Its to hot for me. I'm gonna wait till fall. I need a break. Still have some melons & okra plus peas.
I usually plant spring & fall. Plus onions in Dec & spuds in Feb.


----------



## locolobo (Dec 2, 2005)

Planted some beans as a cover crop a few days ago and as the rest of the garden dries up I will plant them there too.Not going to do much more watering this summer!


----------



## bluegill addict (Aug 13, 2005)

Thanks for the info I might try some peas. My okra is in full swing right now with the heat.


----------



## Rockin'2 (Sep 26, 2008)

*Top Pick*

If you haven't planted already, try Top Pick Pinkeye Purple Hull Peas. I love them, and will never plant any other variety of purple hulls. Last year I planted three times. I had peas until late in the year. You may have to get your feed store to order them for you. You will not regret.


----------



## RonnieS (Jan 1, 2010)

Rockin'2 said:


> If you haven't planted already, try Top Pick Pinkeye Purple Hull Peas. I love them, and will never plant any other variety of purple hulls. Last year I planted three times. I had peas until late in the year. You may have to get your feed store to order them for you. You will not regret.

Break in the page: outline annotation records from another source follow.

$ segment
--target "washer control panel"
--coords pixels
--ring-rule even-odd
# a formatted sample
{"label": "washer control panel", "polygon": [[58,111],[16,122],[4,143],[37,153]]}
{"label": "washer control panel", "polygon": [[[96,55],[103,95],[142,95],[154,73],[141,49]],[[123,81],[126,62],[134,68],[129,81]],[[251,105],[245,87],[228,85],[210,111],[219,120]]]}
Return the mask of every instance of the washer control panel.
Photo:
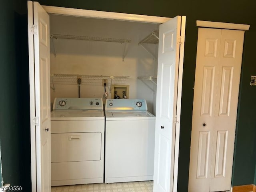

Best peas ever ! I too plant them several times during the year and put up 10 to 12 gallons a year.


----------



## Sugars Pop (Jul 10, 2008)

How about squash, peppers and cucumbers? Some are 55 days to harvest and the spag. squash says 100 days and I don't go to the lake during hunting season. Garden season will end the second W/E in Nov. for me.


----------



## JuiceGoose (Oct 4, 2006)

Man I'm jealous of the pea growers. The wife and I planted a row (30') of purple hulls earlier in the year and only had 1 plant emerge. We planted in early april I think.
So it isn't to hot to plant a summer crop of purple hulls?


----------



## Rockin'2 (Sep 26, 2008)

*Heat*

I don't think so. I have my second crop almost ready to bloom but, I did notice some plants wilting somewhat due to a lack of rain ( or heat ). I got a brief shower about an hour ago, hope it helps. I do plan to plant another crop when these are done.


----------



## Meadowlark (Jul 19, 2008)

JuiceGoose said:


> Man I'm jealous of the pea growers. The wife and I planted a row (30') of purple hulls earlier in the year and only had 1 plant emerge. We planted in early april I think.
> So it isn't to hot to plant a summer crop of purple hulls?

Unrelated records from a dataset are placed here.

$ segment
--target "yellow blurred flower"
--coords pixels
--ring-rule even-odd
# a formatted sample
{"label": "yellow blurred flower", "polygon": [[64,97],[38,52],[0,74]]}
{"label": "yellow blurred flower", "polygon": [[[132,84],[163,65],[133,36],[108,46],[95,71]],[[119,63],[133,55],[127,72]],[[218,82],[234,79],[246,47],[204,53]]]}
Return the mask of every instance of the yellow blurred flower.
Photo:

 Absolutely not. I plant them right on through August...and use them for cover crops, crop canopy, after we have our freezers full.


----------



## Rockin'2 (Sep 26, 2008)

It won't cost you much to find out. I plan to plant as many times as I can. Even if the last one doesn't make peas, I have animals that will eat the plants.


----------



## JuiceGoose (Oct 4, 2006)

How do yall tend to plant them?


----------



## whistech (Jul 25, 2005)

I plant about one-half to one inch deep spaced spaced about 4 to 6 inches apart in rows about 12 to 18 inches apart.


----------



## Meadowlark (Jul 19, 2008)

Ditto Whistech...but I also like to do double rows and closer together to grow a crop canopy for weed elimination and soil building. 

A third way, which is by far the easiest, is to let the previous plants carry some seed and just go in and shred everything. You will get unbelievable mulch, good germination, and another crop in no time.


----------